CSHCN 2008 > Physician > Benefits and Limitations

   
 

24.3.21 Laboratory Services

To be reimbursed by the CSHCN Services Program, all clinical laboratory services, including those located in physician's offices, must comply with the rules and regulations of the CLIA of 1988.

Refer to: Section 3.2.10, "Clinical Laboratory Improvement Amendments (CLIA) of 1988," on page 3-10 and Section 19.2, "Clinical Laboratory Improvement Amendments (CLIA) of 1988," on page 19-2 for additional information regarding CLIA regulations.

If a physician performs more than 100 laboratory tests per year for other providers in his or her laboratory, the lab must be certified by Medicare, and the provider must enroll as an independent laboratory with TMHP. A physician laboratory is defined as one owned by the physician, located in the office area, and is the laboratory in which the physician performs or personally supervises laboratory tests on a daily basis. Personal supervision is defined as the presence of the physician in the building where the services are performed.

CSHCN Services Program benefits are provided for medically necessary professional and/or technical services ordered by a practitioner who is licensed to do so and provided under the personal supervision of a physician. All laboratory services must be documented in the client's medical record as medically necessary and referenced to an appropriate diagnosis.

Laboratory tests generally performed as a panel (chemistries, complete blood counts [CBCs], or urinalyses [UAs]) and performed on the same day by the same provider must be billed as a panel regardless of the method used to perform the test.

Physicians may bill only for laboratory tests that are actually performed in their office. If a specimen is obtained by venipuncture or catheterization and forwarded to an outside laboratory, the physician may bill only a lab handling fee (procedure code 1-99000).
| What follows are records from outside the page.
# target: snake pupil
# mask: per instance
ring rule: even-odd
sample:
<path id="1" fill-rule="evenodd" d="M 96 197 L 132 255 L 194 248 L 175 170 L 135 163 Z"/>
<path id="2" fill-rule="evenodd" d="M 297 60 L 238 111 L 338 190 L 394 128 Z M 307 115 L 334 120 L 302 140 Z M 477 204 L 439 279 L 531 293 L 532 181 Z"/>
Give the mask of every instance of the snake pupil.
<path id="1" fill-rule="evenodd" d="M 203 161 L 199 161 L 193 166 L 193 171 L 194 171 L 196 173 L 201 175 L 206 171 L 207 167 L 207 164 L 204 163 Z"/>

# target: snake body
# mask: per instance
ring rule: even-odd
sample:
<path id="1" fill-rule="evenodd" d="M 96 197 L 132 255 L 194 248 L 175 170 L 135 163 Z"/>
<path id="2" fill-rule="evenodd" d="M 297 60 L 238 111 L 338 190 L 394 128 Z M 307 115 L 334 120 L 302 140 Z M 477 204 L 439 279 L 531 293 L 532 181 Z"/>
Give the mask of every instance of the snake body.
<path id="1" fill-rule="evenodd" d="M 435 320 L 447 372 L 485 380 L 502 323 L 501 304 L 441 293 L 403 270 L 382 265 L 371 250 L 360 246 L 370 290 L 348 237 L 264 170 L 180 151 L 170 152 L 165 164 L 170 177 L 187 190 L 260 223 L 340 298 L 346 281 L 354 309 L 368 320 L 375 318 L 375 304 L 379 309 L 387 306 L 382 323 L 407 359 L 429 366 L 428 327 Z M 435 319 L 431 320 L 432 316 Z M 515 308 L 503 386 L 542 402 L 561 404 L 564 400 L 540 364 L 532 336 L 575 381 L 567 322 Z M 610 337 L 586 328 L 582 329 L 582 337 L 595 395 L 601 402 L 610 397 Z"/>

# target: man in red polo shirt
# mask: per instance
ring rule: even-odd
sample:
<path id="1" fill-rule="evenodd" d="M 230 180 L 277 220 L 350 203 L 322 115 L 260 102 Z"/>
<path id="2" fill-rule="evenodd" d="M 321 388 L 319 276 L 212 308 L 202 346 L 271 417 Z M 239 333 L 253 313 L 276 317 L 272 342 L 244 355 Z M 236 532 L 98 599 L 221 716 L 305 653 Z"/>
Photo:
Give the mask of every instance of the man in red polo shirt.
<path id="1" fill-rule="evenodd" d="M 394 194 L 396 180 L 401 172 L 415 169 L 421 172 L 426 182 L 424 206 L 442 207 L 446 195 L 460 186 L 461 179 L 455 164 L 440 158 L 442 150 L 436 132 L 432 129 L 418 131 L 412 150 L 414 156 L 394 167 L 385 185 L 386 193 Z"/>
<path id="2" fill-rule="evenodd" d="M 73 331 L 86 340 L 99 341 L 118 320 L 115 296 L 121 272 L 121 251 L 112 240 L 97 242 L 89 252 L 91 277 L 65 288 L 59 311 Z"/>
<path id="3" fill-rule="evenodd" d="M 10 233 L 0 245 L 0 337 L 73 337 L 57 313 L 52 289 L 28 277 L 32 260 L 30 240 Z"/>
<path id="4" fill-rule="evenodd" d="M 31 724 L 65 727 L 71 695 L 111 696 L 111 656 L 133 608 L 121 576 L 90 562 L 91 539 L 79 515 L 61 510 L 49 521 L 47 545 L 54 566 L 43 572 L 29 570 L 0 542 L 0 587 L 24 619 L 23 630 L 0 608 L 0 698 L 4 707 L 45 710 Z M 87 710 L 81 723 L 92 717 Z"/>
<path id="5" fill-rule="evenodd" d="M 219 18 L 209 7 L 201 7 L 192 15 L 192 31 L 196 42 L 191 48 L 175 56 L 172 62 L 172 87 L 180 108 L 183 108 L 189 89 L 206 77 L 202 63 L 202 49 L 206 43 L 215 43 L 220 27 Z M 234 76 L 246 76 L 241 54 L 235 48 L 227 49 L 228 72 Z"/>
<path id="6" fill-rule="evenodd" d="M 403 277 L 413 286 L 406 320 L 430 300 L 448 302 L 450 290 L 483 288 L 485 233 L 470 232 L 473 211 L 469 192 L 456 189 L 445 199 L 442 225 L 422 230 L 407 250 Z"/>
The lab handling fee covers the expense of obtaining the specimen and packaging it to be sent to a reference laboratory. When billing for a lab handling fee, the physician must document that a specimen was sent to a reference laboratory in Block 20 of the CMS-1500 claim form and indicate the reference laboratory name and address or CSHCN Services Program provider identifier in Block 32 of the CMS-1500 claim form. The physician is required to forward the client's name, address, client number, and diagnosis with the specimen to the reference laboratory so that the laboratory may bill the CSHCN Services Program for its services. When billing for laboratory services, providers should use the date the specimen was collected as the date of service. If the specimen is sent to a reference laboratory and the client is an inpatient, the hospital is responsible for payment of these services to the reference laboratory.

Providers may be reimbursed one lab handling fee per day per client, unless multiple specimens are obtained and sent to different laboratories.

Interpretation of laboratory tests for patients is considered part of a physician's professional services (hospital, office, or emergency room visits) and must not be billed separately.

Providers who perform both the technical service and interpretation must bill for the total component. Providers who perform only the technical service must bill for the technical component. Providers who perform only the interpretation must bill for the interpretation component. Claims filed in excess of the amount allowed for the total component for the same procedure, same dates of service, same client, by any provider, are denied. Claims are paid based on the order in which they are received. For example, if a claim is received for the total component and TMHP has already made payment for the technical and/or interpretation component for the same procedure, same dates of services, same client, by any provider, the claim for the total component is denied as previously paid to another provider. The same is true if a total component has already been paid and claims are received for the individual components.

Clinical pathology services furnished to hospital inpatients and outpatients by physicians are not reimbursable by the CSHCN Services Program. Anatomical pathology services to hospital patients continue to be allowed for CSHCN Services Program reimbursement.

If a physician is personally involved in a clinical pathology procedure, a clinical pathology consultation may be billed using either procedure codes 3-80500 or 3-80502 for pathology consultation.

To be considered for payment, all clinical pathology consultations must meet all the following criteria:

Be requested by the patient's attending physician.

Relate to a test result that lies outside the expected range in view of the condition of the client.

Result in a narrative report included in the patient's medical record that documents direct physician contact with the client.

Require that medical judgment be exercised by the physician performing the consultation.

Refer to: Chapter 19, "Laboratory Services," for additional information concerning coding and reimbursement for laboratory procedures.